L’hôtel est désert, les pèlerins sont partis. Je passe ma soirée dans un café, où j’assiste à une partie de cartes très mouvementée. Ce sont deux maquignons qui jouent. De nombreux curieux les entourent. L’un des joueurs a perdu déjà une grosse somme et bientôt un coup décisif le décave complètement ; et pendant que son vainqueur tout fier, tout gonflé de son heureuse fortune, est félicité ou jalousé par la galerie, le malheureux perd et s’éclipse.

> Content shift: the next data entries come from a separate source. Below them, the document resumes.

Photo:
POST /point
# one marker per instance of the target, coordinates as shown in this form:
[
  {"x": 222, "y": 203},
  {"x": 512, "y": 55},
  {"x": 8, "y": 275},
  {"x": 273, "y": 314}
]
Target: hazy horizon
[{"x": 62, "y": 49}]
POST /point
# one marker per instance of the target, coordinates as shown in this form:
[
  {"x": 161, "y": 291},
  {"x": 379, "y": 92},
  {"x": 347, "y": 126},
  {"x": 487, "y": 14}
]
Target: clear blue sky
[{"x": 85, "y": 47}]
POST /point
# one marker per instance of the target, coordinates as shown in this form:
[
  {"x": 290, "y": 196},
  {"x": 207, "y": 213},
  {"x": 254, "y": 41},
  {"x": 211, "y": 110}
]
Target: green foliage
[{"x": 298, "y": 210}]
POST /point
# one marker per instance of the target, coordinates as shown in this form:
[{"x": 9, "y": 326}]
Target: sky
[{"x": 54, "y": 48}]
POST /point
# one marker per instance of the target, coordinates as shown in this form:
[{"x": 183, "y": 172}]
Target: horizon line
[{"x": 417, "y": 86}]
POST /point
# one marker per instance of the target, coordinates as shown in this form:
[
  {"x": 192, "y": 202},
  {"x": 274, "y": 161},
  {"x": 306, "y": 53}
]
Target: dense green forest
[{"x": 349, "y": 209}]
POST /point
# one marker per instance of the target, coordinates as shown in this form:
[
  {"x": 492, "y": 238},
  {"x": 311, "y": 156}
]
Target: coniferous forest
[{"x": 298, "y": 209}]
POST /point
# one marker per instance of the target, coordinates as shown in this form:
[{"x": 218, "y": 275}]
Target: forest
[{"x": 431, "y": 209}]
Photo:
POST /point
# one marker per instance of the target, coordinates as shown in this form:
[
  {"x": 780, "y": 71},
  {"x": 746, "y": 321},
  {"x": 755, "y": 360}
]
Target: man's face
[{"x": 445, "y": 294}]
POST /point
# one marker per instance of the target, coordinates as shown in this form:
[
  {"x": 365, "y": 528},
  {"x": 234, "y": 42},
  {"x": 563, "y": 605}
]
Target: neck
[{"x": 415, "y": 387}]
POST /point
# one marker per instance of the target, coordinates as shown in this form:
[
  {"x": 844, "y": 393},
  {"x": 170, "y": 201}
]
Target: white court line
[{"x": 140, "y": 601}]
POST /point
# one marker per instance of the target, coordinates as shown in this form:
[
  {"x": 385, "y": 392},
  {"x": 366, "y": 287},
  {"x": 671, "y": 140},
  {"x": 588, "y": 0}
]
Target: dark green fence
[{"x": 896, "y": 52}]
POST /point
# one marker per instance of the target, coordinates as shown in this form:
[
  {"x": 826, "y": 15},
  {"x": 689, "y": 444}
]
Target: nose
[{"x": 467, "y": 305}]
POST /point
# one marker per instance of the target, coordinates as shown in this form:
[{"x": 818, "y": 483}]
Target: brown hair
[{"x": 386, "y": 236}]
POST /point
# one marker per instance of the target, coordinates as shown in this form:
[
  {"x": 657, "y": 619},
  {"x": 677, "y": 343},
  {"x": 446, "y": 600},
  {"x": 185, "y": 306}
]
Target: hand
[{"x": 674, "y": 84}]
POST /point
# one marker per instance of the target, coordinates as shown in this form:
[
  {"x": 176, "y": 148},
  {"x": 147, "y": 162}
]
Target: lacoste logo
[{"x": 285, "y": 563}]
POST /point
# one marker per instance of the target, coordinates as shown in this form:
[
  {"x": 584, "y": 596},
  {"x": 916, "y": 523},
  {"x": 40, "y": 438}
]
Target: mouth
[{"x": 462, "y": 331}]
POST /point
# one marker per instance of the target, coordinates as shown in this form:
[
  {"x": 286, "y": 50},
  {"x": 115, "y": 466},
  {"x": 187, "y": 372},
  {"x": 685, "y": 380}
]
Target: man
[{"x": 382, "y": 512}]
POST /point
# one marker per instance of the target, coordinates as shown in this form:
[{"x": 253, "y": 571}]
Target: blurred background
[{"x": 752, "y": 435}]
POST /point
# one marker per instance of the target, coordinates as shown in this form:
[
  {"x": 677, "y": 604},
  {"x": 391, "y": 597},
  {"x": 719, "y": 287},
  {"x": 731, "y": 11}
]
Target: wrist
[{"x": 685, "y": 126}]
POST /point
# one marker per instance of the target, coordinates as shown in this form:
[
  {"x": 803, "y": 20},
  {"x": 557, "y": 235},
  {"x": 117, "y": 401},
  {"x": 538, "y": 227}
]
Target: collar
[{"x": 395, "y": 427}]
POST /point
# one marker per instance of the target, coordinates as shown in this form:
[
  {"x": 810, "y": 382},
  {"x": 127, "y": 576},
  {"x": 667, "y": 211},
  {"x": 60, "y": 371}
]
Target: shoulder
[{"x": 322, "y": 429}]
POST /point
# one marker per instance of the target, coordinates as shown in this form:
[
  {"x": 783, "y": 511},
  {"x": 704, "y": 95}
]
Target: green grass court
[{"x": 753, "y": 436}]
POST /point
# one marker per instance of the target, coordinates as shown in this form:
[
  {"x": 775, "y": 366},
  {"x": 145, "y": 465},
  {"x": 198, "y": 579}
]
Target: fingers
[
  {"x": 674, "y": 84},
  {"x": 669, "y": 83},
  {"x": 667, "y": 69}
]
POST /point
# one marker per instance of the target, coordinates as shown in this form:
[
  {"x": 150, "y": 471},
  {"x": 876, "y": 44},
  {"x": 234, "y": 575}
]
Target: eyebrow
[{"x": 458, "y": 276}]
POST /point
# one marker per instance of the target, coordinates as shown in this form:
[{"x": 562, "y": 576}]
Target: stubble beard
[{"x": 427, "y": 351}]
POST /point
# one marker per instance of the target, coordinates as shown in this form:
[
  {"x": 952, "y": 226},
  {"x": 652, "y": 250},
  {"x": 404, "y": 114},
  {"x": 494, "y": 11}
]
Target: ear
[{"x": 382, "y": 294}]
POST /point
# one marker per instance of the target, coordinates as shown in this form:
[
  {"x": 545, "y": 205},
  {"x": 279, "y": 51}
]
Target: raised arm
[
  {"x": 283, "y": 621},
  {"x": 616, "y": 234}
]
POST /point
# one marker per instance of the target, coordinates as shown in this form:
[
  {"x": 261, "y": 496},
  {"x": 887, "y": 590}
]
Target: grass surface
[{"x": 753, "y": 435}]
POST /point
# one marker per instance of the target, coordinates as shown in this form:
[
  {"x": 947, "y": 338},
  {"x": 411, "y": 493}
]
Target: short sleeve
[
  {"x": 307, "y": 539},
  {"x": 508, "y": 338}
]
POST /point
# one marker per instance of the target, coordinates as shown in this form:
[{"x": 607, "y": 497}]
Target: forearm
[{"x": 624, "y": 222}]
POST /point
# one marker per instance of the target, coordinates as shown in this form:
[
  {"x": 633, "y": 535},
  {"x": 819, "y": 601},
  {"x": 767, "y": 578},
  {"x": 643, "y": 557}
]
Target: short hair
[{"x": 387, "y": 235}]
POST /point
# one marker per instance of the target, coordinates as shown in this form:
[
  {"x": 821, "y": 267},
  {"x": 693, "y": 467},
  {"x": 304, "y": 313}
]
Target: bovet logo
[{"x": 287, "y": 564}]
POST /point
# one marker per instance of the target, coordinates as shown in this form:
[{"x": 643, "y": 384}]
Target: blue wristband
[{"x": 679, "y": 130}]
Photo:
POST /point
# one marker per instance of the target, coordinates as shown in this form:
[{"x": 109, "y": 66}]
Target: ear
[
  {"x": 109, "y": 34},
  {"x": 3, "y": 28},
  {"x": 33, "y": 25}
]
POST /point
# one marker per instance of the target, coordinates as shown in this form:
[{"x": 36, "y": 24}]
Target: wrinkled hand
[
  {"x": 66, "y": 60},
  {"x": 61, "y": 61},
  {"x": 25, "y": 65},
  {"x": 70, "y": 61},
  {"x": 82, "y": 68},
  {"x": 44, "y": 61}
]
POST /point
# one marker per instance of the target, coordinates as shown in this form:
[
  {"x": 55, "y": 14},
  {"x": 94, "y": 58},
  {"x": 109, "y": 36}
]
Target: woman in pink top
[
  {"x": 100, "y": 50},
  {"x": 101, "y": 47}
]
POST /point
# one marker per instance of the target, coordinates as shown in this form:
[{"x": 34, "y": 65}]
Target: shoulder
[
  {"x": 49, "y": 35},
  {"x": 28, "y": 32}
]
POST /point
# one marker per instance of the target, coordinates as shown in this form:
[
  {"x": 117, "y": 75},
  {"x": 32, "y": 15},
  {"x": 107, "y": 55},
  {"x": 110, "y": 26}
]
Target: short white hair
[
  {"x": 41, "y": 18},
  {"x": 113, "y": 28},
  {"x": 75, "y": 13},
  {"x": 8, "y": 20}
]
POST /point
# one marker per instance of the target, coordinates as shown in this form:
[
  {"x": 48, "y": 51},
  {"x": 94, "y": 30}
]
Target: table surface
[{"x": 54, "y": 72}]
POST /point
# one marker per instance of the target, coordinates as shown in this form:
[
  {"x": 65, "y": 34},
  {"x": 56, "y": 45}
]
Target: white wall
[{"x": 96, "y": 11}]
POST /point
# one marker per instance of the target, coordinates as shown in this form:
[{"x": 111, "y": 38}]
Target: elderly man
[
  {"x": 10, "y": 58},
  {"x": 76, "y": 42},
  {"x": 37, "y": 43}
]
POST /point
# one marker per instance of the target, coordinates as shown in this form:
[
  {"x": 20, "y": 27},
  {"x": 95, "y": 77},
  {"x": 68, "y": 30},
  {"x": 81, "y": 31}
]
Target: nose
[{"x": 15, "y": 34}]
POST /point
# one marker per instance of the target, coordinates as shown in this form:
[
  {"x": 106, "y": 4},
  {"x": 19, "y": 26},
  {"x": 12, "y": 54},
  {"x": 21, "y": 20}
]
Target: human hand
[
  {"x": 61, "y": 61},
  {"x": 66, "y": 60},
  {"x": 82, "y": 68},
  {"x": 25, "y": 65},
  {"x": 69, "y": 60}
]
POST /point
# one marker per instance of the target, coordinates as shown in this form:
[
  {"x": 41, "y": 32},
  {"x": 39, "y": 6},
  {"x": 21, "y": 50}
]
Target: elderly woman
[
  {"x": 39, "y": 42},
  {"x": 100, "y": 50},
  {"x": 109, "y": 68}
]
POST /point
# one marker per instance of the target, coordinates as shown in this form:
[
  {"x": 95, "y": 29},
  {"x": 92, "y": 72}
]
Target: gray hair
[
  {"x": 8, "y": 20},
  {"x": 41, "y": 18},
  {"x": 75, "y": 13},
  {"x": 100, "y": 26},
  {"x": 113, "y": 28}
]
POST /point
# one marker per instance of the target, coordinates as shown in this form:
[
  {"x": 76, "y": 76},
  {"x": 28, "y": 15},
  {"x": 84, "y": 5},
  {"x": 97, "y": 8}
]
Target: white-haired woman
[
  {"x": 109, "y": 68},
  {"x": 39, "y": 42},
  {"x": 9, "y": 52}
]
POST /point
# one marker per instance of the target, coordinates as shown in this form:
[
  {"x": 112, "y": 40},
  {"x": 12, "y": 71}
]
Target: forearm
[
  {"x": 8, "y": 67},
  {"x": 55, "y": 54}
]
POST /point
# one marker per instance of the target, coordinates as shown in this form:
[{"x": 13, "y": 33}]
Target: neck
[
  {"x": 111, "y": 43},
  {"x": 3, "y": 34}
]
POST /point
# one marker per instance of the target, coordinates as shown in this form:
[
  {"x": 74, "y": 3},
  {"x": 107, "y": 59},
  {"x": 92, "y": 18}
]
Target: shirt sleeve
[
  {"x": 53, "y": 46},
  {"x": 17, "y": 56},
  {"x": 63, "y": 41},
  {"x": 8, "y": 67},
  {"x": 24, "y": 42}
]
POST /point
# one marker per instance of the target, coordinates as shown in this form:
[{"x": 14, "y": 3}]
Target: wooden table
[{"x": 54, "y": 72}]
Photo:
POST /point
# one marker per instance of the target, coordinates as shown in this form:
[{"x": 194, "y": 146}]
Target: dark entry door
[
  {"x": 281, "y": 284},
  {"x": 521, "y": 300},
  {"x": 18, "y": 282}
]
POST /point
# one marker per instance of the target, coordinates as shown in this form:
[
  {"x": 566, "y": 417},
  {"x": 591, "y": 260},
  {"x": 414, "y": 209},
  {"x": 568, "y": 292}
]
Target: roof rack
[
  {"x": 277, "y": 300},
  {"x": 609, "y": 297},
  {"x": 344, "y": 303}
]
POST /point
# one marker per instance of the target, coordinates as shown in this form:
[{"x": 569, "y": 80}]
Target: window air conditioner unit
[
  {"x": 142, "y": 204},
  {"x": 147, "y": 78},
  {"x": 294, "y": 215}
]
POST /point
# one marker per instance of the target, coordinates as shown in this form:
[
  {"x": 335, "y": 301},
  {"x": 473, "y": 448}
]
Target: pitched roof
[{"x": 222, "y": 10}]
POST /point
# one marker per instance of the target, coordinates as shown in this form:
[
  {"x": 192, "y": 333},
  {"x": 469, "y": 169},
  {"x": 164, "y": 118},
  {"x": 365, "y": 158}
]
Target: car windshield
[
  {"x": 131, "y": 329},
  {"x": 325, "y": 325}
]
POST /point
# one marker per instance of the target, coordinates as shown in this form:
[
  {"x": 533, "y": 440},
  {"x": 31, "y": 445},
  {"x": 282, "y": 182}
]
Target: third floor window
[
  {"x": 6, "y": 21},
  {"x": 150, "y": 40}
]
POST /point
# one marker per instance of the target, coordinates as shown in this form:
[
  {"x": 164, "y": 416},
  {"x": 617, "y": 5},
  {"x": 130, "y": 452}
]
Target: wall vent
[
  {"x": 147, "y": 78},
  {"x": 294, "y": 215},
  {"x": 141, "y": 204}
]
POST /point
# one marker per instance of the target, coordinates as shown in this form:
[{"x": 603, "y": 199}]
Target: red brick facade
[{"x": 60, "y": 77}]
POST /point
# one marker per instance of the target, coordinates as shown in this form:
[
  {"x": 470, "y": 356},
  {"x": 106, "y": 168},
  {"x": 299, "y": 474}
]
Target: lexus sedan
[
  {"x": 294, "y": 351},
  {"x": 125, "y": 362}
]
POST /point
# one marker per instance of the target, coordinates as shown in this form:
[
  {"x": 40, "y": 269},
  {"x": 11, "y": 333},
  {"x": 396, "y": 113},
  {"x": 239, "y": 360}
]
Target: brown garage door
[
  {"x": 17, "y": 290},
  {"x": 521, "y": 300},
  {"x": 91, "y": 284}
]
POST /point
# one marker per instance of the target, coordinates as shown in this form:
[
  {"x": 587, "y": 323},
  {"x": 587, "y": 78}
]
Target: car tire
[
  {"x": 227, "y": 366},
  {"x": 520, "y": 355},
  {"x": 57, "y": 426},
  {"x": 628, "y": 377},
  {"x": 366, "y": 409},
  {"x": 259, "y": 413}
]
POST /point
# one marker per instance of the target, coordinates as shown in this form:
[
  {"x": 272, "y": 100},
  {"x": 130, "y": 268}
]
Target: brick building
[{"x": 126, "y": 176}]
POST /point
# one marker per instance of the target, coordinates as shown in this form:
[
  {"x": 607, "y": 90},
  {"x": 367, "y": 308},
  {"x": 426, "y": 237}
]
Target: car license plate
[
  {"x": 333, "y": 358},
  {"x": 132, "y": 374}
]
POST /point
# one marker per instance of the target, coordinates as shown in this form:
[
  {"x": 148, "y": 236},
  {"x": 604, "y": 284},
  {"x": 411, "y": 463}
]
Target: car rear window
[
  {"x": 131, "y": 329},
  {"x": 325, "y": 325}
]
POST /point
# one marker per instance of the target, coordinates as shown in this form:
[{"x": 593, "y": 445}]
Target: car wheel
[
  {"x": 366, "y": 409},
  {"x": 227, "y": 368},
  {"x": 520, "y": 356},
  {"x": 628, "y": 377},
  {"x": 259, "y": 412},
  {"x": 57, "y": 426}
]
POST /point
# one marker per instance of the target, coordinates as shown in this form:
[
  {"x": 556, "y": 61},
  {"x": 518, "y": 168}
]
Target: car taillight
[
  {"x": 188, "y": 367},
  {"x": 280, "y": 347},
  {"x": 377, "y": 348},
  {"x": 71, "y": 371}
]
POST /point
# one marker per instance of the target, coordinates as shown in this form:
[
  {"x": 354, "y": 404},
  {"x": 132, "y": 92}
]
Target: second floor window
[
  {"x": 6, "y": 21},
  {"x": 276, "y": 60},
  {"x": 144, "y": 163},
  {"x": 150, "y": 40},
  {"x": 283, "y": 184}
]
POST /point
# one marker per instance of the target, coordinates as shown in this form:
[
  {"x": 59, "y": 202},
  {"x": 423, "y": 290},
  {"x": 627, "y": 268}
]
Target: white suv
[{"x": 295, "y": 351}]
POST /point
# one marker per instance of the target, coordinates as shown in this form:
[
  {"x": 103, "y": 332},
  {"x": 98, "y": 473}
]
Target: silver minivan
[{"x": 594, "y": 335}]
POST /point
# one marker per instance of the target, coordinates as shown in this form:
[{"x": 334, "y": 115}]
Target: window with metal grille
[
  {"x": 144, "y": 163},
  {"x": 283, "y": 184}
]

Cette scène m’a rappelé un bien joli mot : je ne puis résister au plaisir de le conter.
Ici, je prie les lectrices de la Revue de passer ces dix lignes : ce récit ne saurait avoir pour elles aucune espèce d’intérêt ni d’agrément.
Il y a un an, j’avais rencontré à La Grave un touriste de Dunkerque ; après une courte promenade autour du village, nous allâmes dans un café prendre du thé. Là également se jouait une grosse partie et l’un des joueurs ne tarda pas à être complètement décavé.
— « Que ne joue-t-il sa femme ! — Mais non, fit ce touriste en le regardant, il n’a pas l’air assez romain pour cela. »
Et me voyant un peu interloqué : « Chez les Romains, continua-t-il, les joueurs, après avoir perdu leur or, leurs esclaves, leurs villas, entraînés par leur passion, en arrivaient à jouer leur femme. C’est même, ajouta-t-il en souriant, l’origine du jeu à qui perd gagne ! »
Bien irrévérencieux ce touriste !
Rentré à l’hôtel, j’interroge le propriétaire sur la manière dont le lendemain je pourrais me documenter sur le Dévoluy.
— « Il est, lui dis-je, inutile d’aller voir les fonctionnaires de cet affreux pays qui, paraît-il, ruminant constamment leur disgrâce, ne décolèrent jamais. »
— « Frappez, me répond mon hôte, chez le juge de paix, il vous recevra parfaitement et se fera un plaisir de vous être agréable. »
Le ciel s’est rasséréné et c’est d’un pas joyeux que je monte l’escalier qui conduit à ma chambre. Mes tribulations sont enfin finies, pensai-je. Elles ne faisaient que commencer.